Ellis’s findings were later echoed by Oliver Burke in a Wall Street Journal article, which suggested that acknowledging and dealing with the risk of loss and failure is a sign of resiliency. If you can face “what could possibly happen next” and embrace the suck that comes with it, then the up side looks far more appealing and attainable.
I myself can count the number of entrepreneurs and high functioning independent contributors in my circle of trust, and each of them shares the same common denominator: pessimism. It’s not that we don’t believe in positivity or lack the innate ability to be happy. Au contraire. We have learned to make fear our friend and failure our teacher by talking back to them with a double bird salute. No crap is taken, no fricks are given, and we will all cut out the fat, the fakes, and frustrations that prevent our success. Why? Because we are resilient, knowing that we’ll survive and heal from whatever sitch caused us pain. We grow and evolve from painful situations, and if we’re open to learning, they allow us to become the best and happiest versions of ourselves.
I’m not going to lie, I was hesitant about going to the party because i didn’t want to dredge up all of the old anxiety and angst around making the decision to separate from my beloved colleagues. But I rallied to spend time with my old friends and even made some new ones (that’s a totally different blog topic!). I listened to stories of others who also opted to follow new career paths and am once again resolute in the decision I made.

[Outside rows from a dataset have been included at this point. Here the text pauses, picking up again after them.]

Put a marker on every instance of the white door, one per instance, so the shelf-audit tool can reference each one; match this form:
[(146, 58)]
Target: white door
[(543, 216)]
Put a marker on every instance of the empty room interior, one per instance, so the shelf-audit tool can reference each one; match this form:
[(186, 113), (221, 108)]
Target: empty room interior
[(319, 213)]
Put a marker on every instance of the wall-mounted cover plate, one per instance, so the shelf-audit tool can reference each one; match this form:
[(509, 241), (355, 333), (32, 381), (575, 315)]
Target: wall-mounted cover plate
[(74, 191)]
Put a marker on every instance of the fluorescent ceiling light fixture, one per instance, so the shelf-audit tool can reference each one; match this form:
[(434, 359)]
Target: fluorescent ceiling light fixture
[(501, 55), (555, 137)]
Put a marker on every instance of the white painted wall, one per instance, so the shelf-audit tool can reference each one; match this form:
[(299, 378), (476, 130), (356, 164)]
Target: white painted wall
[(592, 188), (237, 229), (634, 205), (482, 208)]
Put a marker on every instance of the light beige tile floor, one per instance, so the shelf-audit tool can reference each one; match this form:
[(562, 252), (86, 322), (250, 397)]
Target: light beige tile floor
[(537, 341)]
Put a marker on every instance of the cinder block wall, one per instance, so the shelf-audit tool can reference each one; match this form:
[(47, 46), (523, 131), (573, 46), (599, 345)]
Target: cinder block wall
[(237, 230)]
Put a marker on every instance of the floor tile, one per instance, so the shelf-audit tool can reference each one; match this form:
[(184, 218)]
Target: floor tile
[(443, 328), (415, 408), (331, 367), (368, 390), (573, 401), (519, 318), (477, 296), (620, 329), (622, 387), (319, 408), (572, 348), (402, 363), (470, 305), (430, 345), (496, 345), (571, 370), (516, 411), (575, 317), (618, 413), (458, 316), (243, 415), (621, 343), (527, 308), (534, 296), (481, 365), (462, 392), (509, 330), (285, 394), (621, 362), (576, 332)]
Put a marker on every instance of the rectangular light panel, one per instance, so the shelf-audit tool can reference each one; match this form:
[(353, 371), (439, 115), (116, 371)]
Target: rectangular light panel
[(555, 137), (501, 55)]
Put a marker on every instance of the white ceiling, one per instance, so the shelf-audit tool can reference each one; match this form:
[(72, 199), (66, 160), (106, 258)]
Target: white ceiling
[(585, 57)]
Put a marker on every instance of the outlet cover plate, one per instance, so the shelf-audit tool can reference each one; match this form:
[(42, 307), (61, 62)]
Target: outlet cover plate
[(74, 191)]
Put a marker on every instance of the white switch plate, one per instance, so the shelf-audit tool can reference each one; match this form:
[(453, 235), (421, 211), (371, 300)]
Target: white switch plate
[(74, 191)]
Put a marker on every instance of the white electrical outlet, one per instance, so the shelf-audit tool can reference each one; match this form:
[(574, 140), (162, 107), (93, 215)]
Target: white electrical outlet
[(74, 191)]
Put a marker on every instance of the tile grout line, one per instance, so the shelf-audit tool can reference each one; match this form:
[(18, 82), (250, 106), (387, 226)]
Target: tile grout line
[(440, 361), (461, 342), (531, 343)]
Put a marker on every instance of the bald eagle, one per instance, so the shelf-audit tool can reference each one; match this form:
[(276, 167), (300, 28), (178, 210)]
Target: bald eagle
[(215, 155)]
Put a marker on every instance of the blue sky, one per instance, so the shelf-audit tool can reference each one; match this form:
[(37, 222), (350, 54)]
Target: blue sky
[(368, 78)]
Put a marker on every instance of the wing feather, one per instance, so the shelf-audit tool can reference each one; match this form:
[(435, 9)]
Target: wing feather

Going to that party gave me closure and allowed me to change my narrative on the ending. While I lost the opportunity to advance and finish much of what I started, I regained my health, peace of mind, time, and opportunity to grow in my personal life while contributing to an organization that values me and provides me with ample time and space to develop my entrepreneurial pursuits and charitable missions. I also got to keep all the friendships that I value. I’d say that’s a fair and equitable trade.
I’m positive that I made the right move. Naysayers need not reply.
Peace and Love to you B.Q. May you circle the sun on this rock for another hundred years my friend, and may you make success your “B.”